When my sweet mom said “no,” that word made all the difference for me, and the direction my life would go.

As a younger woman, my mom sacrificed the carefree life that she could have had to make sure my siblings and I were fed, clothed and educated and that we were happy. My stepfather was a wonderful dad and loved me as his own. But he was a Marine and was stationed overseas a lot. My mom was often all alone taking care of my two older brothers and me. Later our family grew, and I got two younger brothers as well.

Somehow my mom managed to provide a loving and happy home while taking care of me with my health problems. Since I couldn’t walk or speak, I needed twenty-four-hour care. I know this must have made life harder for my mom, but she never seemed to mind.

Mom and I learned sign language together when I was only two years old. I attended school for handicapped children for nineteen years. I then decided to further my education by attending a community college and getting my GED. I went on to graduate with an Associate Degree in Computer Science. Looking back, Mom did the right thing by enrolling me in the school for handicapped children because I learned a lot at an early age. At school, the teachers taught me how to crawl, sit up by myself, type on a typewriter, write, and use more advanced sign language so I could communicate with people better. At that school, I made lifelong friends.

When I was seven years old, our home state chose me to be the Poster Child for handicapped children. Mom took me everywhere they needed me to go for publicity tours. We had many new experiences, all thanks to my mom.
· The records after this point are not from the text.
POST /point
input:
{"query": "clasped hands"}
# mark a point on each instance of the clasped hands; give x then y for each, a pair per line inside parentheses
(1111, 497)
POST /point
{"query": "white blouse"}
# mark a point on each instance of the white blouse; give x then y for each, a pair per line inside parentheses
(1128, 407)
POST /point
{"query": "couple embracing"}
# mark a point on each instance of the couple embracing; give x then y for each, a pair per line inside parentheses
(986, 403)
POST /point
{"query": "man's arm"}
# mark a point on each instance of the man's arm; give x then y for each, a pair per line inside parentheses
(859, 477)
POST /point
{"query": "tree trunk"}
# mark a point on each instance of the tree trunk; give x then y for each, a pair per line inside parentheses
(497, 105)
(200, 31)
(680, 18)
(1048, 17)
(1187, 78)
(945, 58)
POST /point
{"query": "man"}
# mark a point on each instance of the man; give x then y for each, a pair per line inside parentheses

She felt it was important that I have this unique opportunity.

Every time I was in the hospital, which was often, my mom stayed with me. Some of those times, it meant that she had to leave my dad and brothers for weeks.

I know I have proved that the pediatrician at my birth was completely wrong about me. He assumed that I would be unable to do anything for myself. Even though I can’t walk or speak, I graduated from college. I love to write and I have my own mind. I even got married to a loving man. Recently, we celebrated our twentieth wedding anniversary.

I give the credit for all of this to my sweet and devoted mom. Because of her love for me, she did not listen to my doctor all those years ago. If she had, I’m sure I would not be who I am today. I am so grateful and blessed that my mom kept me out of a group home. If she had not sacrificed for me, I would have not known my four great brothers and had an awesome childhood with them. We had fun together, playing outdoors and swimming in our backyard pool.

Now that I am a married adult, I know how hard it must have been for our mom to stay home and have her life revolve around us. Mom always encouraged me to be my best and make my own decisions. Once I made a decision, she was always supportive and helped in any way she could. Even though I know and feel it, Mom tells me that she “loves me bunches” every chance she gets.

If Mom had listened to that pediatrician long ago, I would not have a blessed life with my devoted and loving husband, family and good friends. I would have missed out on a lot of wonderful things. I am so blessed and thrilled that my mom loved me enough to say, “No.” Thank you, Mom! I love you bunches too!